Utah veterinarians warn of skin-piercing foxtail seeds

SALT LAKE CITY — A few times each week, veterinarians at Sugar House Veterinary Hospital see pets brought in with foxtails caught in their fur, skin, and just about anywhere they can burrow.

Foxtails are also known as wild barley, needle grass, spear grass, and are part of the grass along the foothills, canals and just about anywhere you can find weeds in Utah.  The drier they get, the worse for your pet.

"They`re so sharp at the tip they can enter right through the skin and they will migrate and because of the nature of the tuft of the plant fibers, they don`t back out. They keep going forward," explained Dr. Eric Belnap.

Belnap  said foxtails can be easy to spot if you know what to look for and where.  Most commonly, foxtails are found in feet, ears, and buried in the fur coat.

"We've had dogs where we've  pulled 30 or 40 out of [those areas]," Belnap said.

Belnap said the way to find them is to search through the fur, but if you are having a hard time, there are other symptoms that indicate a foxtail on your pet.

"In between the toes, you'll get these little bubbles and they might get a little scabby, bloody area where the foxtail has entered into the foot. The dog might be licking, might be limping, might not want to walk or move or be very uncomfortable," Belnap said.  Also, if in the ear, the dog may keep shaking its head.  If in the nose, the dog may keep sneezing.

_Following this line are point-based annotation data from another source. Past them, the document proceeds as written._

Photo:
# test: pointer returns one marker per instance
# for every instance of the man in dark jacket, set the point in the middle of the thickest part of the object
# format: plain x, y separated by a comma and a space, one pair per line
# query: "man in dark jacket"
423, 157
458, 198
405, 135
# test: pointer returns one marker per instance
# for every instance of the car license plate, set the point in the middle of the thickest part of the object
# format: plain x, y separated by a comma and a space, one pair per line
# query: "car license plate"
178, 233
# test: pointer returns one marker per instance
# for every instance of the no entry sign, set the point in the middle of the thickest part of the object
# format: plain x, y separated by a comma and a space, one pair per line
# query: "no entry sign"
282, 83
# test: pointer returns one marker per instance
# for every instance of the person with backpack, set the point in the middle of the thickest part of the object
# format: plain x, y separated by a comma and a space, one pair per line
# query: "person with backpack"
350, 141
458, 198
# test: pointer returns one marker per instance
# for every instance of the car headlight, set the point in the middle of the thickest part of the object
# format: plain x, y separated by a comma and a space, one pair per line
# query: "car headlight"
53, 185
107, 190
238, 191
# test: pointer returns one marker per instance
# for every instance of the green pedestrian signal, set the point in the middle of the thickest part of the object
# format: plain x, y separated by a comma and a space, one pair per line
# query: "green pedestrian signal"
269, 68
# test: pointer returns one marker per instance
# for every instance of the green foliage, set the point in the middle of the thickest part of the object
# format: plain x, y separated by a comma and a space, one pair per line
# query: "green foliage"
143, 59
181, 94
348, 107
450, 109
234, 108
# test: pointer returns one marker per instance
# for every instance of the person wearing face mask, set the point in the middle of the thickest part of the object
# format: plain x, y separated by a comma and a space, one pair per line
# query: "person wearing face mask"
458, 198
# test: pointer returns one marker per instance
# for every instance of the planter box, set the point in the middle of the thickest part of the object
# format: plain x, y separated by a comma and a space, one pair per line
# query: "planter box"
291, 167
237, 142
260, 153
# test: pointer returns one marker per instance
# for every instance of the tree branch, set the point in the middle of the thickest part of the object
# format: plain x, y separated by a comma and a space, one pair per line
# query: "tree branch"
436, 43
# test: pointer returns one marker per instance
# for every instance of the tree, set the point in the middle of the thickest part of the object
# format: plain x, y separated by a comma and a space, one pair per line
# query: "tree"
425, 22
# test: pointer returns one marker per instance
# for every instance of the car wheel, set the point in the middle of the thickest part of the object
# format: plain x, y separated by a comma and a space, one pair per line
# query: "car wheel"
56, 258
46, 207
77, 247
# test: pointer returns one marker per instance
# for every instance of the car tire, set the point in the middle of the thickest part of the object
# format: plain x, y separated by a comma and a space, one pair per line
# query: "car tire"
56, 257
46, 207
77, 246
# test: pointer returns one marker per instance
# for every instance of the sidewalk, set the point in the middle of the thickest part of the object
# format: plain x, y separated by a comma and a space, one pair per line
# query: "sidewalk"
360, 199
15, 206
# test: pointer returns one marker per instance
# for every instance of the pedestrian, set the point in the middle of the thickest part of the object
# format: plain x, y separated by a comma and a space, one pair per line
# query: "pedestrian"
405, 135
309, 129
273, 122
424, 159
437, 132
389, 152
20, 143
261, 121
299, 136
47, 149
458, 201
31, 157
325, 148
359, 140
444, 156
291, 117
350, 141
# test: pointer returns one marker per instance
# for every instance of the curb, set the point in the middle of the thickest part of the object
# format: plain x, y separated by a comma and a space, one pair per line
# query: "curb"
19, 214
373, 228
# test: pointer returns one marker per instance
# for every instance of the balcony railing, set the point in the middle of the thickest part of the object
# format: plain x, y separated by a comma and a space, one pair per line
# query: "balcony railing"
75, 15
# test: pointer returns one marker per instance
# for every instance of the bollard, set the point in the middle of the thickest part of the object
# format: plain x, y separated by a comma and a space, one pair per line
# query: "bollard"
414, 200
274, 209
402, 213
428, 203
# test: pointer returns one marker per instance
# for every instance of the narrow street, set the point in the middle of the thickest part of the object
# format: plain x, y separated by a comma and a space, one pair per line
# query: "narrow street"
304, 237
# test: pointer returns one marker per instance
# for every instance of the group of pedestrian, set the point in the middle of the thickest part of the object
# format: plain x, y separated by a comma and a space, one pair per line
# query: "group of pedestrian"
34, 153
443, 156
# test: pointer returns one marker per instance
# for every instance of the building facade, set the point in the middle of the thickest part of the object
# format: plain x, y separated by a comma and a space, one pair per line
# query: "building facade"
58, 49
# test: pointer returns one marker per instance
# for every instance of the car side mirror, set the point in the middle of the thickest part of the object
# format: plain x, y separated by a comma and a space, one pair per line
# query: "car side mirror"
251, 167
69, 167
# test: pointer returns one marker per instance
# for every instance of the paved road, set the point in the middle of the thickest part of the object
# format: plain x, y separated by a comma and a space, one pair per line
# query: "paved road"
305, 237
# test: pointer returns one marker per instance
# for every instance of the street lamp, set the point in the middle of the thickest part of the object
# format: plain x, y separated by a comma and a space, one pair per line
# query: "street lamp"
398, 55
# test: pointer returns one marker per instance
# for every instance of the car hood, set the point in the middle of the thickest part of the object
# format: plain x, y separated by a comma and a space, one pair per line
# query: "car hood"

It is rare, but Belnap said foxtails can get inside the ears and rupture an eardrum or get in the throat and perforate the tonsils or esophagus.  Belnap said usually you can spot a foxtail or the aforementioned symptoms and take your pet to the vet before it becomes too dangerous.

Belnap suggested preventing foxtails from getting in the fur in the first place by keeping your dog out of tall grass while hiking or by maintaining the dry grass in your own yard.  If you need help pulling foxtails out of your pets fur, take them to your vet.